This includes the production of chemicals and fuels, which account for more than a third of all US industrial emissions and energy consumption.

RAPID’s work will rethink traditional unit operations by transitioning them to efficient, integrated processes via advanced reactors and separators that can utilize low carbon energy sources and sustainable feedstocks. Developing and deploying sustainable feedstocks are a key priority of DOE, and RAPID’s work will align with the Clean Fuels & Products Shot, the Energy Earthshot initiative focused on decarbonizing the chemicals supply chain by advancing cost-effective technologies that use alternative sources of carbon.

Phase two of RAPID will expand on the core competencies that the Institute has developed, improving centralized processing systems to enable flexible, distributed manufacturing and utilizing process intensification principles—including combining multiple process steps such as mixing, reaction, and separation into integrated, intensified processes—to reduce the emissions footprint of the process industries.

They will have a particular focus on difficult-to-decarbonize products, including specialty & performance chemicals, high-volume chemicals, sustainable aviation fuels/e-fuels, among others.

Intensified process approaches using technologies such as advanced reactors that significantly improve heat and mass transfer properties can unlock cost-competitive reductions in greenhouse gas (GHG) emissions.
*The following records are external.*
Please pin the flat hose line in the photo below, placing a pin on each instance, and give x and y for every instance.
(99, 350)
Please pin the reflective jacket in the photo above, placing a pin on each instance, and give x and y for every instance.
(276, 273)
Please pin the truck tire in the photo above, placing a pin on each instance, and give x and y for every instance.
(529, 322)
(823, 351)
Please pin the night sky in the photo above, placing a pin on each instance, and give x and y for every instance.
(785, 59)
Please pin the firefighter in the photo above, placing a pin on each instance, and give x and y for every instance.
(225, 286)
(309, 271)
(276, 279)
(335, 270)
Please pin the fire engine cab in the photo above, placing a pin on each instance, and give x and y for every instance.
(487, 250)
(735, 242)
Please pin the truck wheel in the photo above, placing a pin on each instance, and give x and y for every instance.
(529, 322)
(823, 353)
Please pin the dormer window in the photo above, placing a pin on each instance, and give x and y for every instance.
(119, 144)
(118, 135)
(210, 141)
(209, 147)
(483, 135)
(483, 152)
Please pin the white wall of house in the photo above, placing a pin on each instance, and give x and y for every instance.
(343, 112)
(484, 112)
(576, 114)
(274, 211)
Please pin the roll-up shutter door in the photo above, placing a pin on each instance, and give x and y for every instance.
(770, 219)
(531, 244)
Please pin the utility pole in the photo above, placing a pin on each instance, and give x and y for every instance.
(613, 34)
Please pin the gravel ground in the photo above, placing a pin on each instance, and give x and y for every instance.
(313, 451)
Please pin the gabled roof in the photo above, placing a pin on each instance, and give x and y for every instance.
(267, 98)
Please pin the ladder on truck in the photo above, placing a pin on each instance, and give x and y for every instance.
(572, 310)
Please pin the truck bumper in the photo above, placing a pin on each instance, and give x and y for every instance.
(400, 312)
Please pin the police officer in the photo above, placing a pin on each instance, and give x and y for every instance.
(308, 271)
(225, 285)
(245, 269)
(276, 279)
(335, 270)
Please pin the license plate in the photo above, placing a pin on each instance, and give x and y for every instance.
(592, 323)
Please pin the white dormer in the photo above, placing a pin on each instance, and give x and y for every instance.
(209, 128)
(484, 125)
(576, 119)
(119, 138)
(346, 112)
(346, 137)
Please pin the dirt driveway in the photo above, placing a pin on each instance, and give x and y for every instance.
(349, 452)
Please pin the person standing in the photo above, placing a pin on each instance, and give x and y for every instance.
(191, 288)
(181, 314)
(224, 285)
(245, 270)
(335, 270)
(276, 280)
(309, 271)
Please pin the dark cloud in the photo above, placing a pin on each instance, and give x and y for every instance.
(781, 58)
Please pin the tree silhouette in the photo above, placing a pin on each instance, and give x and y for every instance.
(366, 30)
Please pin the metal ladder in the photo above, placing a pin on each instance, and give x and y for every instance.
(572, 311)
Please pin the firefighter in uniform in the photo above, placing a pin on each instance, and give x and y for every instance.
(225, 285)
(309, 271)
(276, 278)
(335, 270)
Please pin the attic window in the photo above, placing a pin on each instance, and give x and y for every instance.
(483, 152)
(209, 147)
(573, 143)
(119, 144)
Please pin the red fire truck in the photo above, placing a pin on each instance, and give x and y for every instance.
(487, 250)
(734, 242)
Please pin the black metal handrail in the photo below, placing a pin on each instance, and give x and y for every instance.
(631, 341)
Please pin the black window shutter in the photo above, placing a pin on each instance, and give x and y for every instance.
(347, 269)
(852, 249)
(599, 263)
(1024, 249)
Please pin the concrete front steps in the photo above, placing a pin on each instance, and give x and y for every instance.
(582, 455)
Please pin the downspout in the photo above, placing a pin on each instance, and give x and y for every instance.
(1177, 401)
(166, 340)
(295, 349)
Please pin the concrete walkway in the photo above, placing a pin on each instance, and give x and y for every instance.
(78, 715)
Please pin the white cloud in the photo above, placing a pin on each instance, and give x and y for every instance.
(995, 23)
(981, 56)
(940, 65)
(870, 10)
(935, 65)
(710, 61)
RAPID’s work to reduce process heat demand will contribute to the Industrial Heat Shot, the Energy Earthshot™ initiative aimed at developing cost-competitive industrial heat decarbonization technologies with at least 85% lower GHG emissions by 2035.

DOE also announced a Notice of Intent (NOI) (DE-FOA-0003205) to release a funding opportunity (DE-FOA-0003206) for $38 million to develop cross-sector technologies for the industrial sector. The funding opportunity will seek projects to further support the goals of the Industrial Heat Shot and the DOE Industrial Decarbonization Roadmap by supporting high-impact, applied RD&D projects to advance the transformational cross-sector technologies and innovations required to reduce energy use and GHG emissions across the industrial sector.

Topics of the funding opportunity will include electrification of industrial heat, next-generation energy systems, and decarbonizing organic wastewater and wet waste treatment.

Launched in 2017 by the American Institute of Chemical Engineers (AIChE), RAPID has exceeded its goals to date, with more than a 20% increase in energy efficiency across multiple technologies, generating more than 240 peer-reviewed publications and more ethan 20 inventions. RAPID has grown its membership to more than 80 organizations across industry, small businesses, academia, and national laboratories.

Phase one also saw more than 7,400 undergraduate and graduate students trained, as well as 3,600 current workers. The second phase of the Institute will continue to leverage the Institute’s collaborative innovation ecosystem to address industry challenges through pre-competitive research and train the current and future workforce to re-think conventional processes.